Dealing with Mrs. Lola’s class is a nightmare. The class appears to be unchallengeable when it comes to discipline. Therefore, you must be prepared to establish stern expectations right away or else risk the chaos of certain students who will begin to sense weakness within your character.

Yelling across the room, throwing pencils, ignoring your commands, and challenging you to the narrow edge just for laughs are conditions you are confronted with every day. If you do not address these disruptions right away and without reservation, you are in for a day of classroom chaos.

Insufficient Lesson Plans

The materials you receive to provide instructions are inadequate. If these materials are assigned to students, they will finish them in fifteen minutes, leaving forty-five minutes of downtime until the next lesson. Borden will prevail, and a classroom crisis will erupt.

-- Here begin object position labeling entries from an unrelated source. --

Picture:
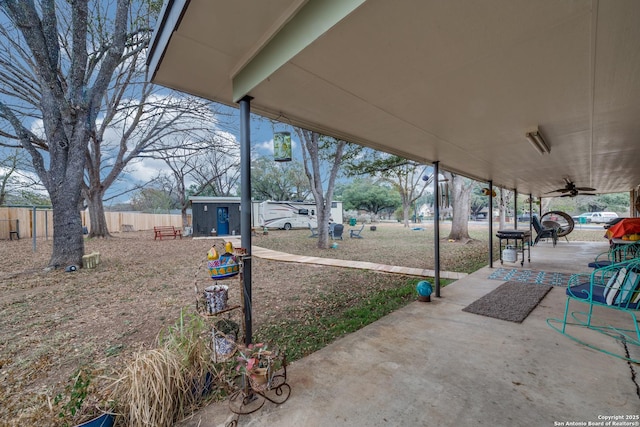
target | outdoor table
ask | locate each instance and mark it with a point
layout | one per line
(616, 243)
(520, 238)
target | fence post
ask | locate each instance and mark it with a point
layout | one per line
(34, 222)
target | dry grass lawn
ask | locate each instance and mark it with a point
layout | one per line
(54, 322)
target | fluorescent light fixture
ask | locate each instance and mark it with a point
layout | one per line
(538, 142)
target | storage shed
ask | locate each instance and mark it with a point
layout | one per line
(215, 216)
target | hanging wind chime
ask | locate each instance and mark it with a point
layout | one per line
(282, 146)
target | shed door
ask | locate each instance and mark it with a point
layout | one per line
(223, 221)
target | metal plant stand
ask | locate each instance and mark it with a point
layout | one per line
(251, 397)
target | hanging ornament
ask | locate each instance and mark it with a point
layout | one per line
(282, 146)
(487, 192)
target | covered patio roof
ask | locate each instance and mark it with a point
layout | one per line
(459, 82)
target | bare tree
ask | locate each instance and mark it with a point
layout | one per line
(213, 164)
(404, 175)
(137, 128)
(55, 71)
(13, 176)
(279, 180)
(313, 146)
(460, 201)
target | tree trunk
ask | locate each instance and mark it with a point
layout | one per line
(68, 240)
(460, 220)
(97, 218)
(405, 214)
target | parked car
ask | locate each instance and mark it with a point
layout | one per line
(587, 218)
(524, 218)
(603, 217)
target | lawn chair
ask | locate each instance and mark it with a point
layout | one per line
(543, 232)
(355, 234)
(335, 231)
(615, 287)
(621, 253)
(314, 231)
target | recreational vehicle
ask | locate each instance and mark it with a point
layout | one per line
(288, 215)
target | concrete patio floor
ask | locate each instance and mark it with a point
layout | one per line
(431, 364)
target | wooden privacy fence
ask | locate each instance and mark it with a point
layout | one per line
(41, 220)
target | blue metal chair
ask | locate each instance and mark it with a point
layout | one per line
(615, 287)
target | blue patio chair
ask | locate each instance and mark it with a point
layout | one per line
(622, 253)
(614, 287)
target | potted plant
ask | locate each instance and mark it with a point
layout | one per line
(81, 401)
(225, 332)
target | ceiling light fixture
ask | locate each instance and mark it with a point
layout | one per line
(538, 142)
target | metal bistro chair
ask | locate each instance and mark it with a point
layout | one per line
(543, 232)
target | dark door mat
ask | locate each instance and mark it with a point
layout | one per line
(550, 278)
(512, 301)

Not matter how hard you attempt to teach, you will not be productive in getting your lessons across and students will not be able to learn. Disappointment will be the score. Your expectations for the least academic coverage is in jeopardy of not occurring.

Knowledge Acquired

You will discover that more than half of the class is unmanageable. The disturbance is so bad that no knowledge was acquired by students.

Personal Insights

To teach the class, a substitute must expect to deal with strong personalities who are set on giving you an extremely challenging time.

The Case for Change: The Team of Two

An unmanageable class is a disgrace to academic progress and must not go unaddressed. What must be done?

First, attitudes toward learning must be changed. Students must understand that there is nothing more important then obtaining a good education. This perception must be instilled in the student not only by the teacher but most importantly by the parent.

Second, parents must be heavily involved. There is no other way more effective than the sincere expression of concern by parents who desire to make a positive difference in a child’s life. When a child knows that a parent is passionate about what he learns in school, the child will perform more productively in the classroom.

Third, teachers and parents must become a team designed to transform the child’s behavior from chaos to academic harmony. Two important people in a child’s life are more powerful than dynamite, causing a positive explosion in personality and academic progress. As an avid regular and substitute teacher, I have seen this parent and teacher relationship work wonders time and time again.

Unmanageable classrooms across America must be addressed if the state of education is going to move toward a positive future. Policies must be designed to get parents more involved in their child’s education before the classroom in America become a place of knowledge and growth.